With increasingly extreme change, droughts and floods, a more erratic climate with more extremes, even the hard infrastructure is outdated. The size of water storage we have putm in place does not reflect the extremes that are likely to occur. Rainfall is becoming more intense, but less frequent; reservoirs are not sized to hold the extra water, and downstream flooding is more likely to occur. We have to re-visit thousands of storage faclities and reassess their design paramaters to see how prooof they are against climate change.
We’ve also created an urban landscape that makes pollution worse, not better: a preference for impervious over porous surfaces; fast “hard” conveyance infrastructure rather than “softer” approaches like ponds and vegetation; and rigid stream channelization instead of natural stream courses, and development in floodplains.
Traditonally, the water industry has tended to focus its innovation on the search for technological improvements - such as, these days, advances in membranes.
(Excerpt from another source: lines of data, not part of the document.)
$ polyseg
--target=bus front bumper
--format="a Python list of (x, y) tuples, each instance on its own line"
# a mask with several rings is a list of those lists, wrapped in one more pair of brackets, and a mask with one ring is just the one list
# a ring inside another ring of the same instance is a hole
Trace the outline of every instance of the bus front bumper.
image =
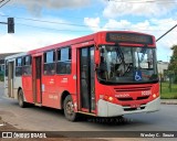
[[(137, 113), (137, 112), (153, 112), (159, 110), (160, 99), (159, 97), (144, 105), (143, 109), (126, 110), (125, 107), (121, 105), (115, 105), (103, 99), (100, 99), (97, 102), (97, 116), (98, 117), (117, 117), (127, 113)], [(127, 108), (127, 107), (126, 107)], [(131, 107), (129, 107), (131, 108)]]

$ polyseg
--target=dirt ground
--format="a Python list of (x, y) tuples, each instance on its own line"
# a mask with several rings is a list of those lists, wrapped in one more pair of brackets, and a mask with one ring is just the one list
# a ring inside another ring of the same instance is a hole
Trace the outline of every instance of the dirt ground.
[[(0, 117), (0, 133), (1, 131), (25, 131), (17, 129), (15, 127), (4, 122)], [(0, 141), (106, 141), (104, 139), (79, 139), (79, 138), (66, 138), (66, 137), (59, 137), (59, 138), (48, 138), (48, 139), (2, 139)]]

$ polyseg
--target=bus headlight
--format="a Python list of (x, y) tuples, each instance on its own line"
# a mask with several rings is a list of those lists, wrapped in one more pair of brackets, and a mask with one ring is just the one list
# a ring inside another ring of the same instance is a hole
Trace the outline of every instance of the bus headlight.
[(156, 98), (157, 97), (157, 95), (156, 94), (153, 94), (153, 98)]

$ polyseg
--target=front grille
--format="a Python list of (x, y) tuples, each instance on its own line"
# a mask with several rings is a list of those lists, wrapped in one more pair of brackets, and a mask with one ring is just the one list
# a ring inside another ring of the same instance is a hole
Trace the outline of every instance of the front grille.
[(126, 87), (126, 88), (114, 88), (116, 93), (127, 93), (127, 91), (142, 91), (142, 90), (150, 90), (152, 86), (146, 87)]
[(124, 108), (124, 111), (134, 111), (134, 110), (143, 110), (145, 107), (139, 107), (139, 108)]
[(137, 97), (136, 100), (144, 100), (144, 99), (148, 99), (149, 96), (144, 96), (144, 97)]
[(126, 97), (126, 98), (117, 98), (119, 101), (131, 101), (134, 100), (132, 97)]

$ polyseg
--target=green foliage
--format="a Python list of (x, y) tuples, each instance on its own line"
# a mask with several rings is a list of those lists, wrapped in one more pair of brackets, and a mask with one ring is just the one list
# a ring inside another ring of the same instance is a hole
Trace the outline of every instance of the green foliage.
[(4, 78), (3, 78), (3, 75), (0, 75), (0, 82), (3, 82)]
[(168, 69), (177, 75), (177, 45), (174, 45), (171, 50), (173, 50), (173, 56), (170, 57)]
[(174, 78), (174, 83), (177, 84), (177, 75)]

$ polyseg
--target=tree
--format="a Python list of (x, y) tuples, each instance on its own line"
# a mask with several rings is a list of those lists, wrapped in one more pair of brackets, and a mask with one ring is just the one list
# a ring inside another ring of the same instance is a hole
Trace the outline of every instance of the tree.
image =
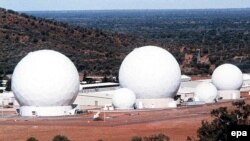
[(225, 141), (227, 140), (228, 126), (247, 125), (250, 115), (250, 105), (244, 101), (233, 102), (234, 110), (229, 112), (227, 107), (220, 107), (212, 110), (211, 115), (215, 117), (210, 123), (202, 121), (201, 127), (197, 130), (200, 141)]
[(56, 135), (52, 141), (70, 141), (66, 136)]

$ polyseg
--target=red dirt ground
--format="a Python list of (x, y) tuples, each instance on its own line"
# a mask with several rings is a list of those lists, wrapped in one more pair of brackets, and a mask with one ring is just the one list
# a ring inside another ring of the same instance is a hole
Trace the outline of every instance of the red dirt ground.
[[(250, 99), (245, 102), (250, 103)], [(171, 141), (185, 141), (187, 136), (196, 137), (201, 120), (212, 119), (212, 109), (222, 106), (232, 107), (231, 102), (223, 102), (156, 111), (108, 112), (105, 121), (93, 121), (94, 113), (57, 118), (0, 118), (0, 141), (25, 141), (31, 136), (51, 141), (58, 134), (73, 141), (130, 141), (132, 136), (159, 133), (168, 135)]]

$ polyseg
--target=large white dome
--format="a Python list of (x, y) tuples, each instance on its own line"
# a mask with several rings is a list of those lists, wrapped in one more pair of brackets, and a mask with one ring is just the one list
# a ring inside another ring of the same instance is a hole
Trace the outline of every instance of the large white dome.
[(196, 87), (194, 94), (200, 101), (211, 103), (214, 102), (218, 92), (212, 83), (202, 82)]
[(59, 52), (31, 52), (17, 64), (12, 90), (21, 106), (67, 106), (79, 91), (78, 71)]
[(218, 90), (239, 90), (243, 83), (243, 75), (235, 65), (223, 64), (214, 70), (212, 82)]
[(181, 82), (178, 62), (165, 49), (145, 46), (134, 49), (119, 70), (120, 85), (135, 92), (137, 98), (174, 97)]
[(135, 93), (127, 88), (116, 90), (112, 97), (112, 103), (117, 109), (131, 109), (135, 100)]

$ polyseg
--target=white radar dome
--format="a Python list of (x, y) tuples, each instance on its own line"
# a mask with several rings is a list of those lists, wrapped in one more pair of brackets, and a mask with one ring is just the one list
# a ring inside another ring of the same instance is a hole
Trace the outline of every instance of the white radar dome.
[(218, 92), (212, 83), (202, 82), (196, 87), (194, 94), (195, 97), (199, 99), (199, 101), (211, 103), (216, 99)]
[(180, 86), (181, 71), (168, 51), (144, 46), (125, 57), (119, 70), (119, 81), (140, 99), (174, 97)]
[(78, 94), (79, 75), (65, 55), (40, 50), (17, 64), (11, 87), (21, 106), (67, 106)]
[(243, 74), (235, 65), (223, 64), (214, 70), (212, 82), (218, 90), (239, 90), (243, 83)]
[(127, 88), (121, 88), (115, 91), (112, 97), (112, 103), (117, 109), (132, 109), (136, 97), (133, 91)]

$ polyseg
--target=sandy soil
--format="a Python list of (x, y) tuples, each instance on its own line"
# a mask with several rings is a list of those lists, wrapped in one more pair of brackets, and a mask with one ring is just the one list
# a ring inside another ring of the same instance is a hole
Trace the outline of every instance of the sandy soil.
[(132, 136), (159, 133), (168, 135), (171, 141), (185, 141), (187, 136), (196, 137), (201, 120), (212, 119), (212, 109), (222, 106), (232, 107), (231, 102), (223, 102), (156, 111), (106, 112), (105, 121), (93, 121), (94, 113), (53, 118), (12, 115), (0, 118), (0, 141), (25, 141), (31, 136), (51, 141), (58, 134), (73, 141), (130, 141)]

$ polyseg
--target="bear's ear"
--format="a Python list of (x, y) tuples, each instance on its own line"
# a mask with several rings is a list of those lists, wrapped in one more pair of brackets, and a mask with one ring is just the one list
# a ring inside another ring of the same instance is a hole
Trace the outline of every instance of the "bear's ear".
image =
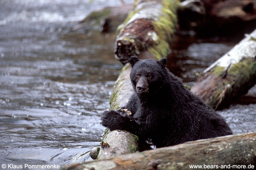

Resources have been allocated to projects that add new functionality to existing engineered urban systems.
But hard, machine-model approach to infrastructure is longer appropriate for water management.
The new paradigm in water management – so-called Water Sensitive Urban Design – features a return to the hydrology of a city as it was before the conveyor system metaphor took hold.
The new approach integrates watershed and water cycle management into urban planning and design.
The focus shifts from high entropy engineered solutiuons, such as reservoirs and sewer networks, to ecological systems that give priority to rain gardens, surface wetlands, restored ponds and daylighted streams.
Rainwater, especially, is now treated as a resource. High efficiency decentralised treatment plants can provide reclaimed water for re-use in buildings toilets heat recovery and cooling, irrigation,
Starting right now, urban landscape and drainage systems need to be designed to mimic the natural hydrological cycle – recharging aquifers with reclaimed rainwater, and returning the base and flood flows of streams to their predevelopment levels.
So called soft water engineering means controlling these waters as close to their sources as possible. At a small scale, therefore, the introduction of Sustainable Urban Drainage Systems (SUDS) means we need to re-design roofs, pavements, streets and parking spaces.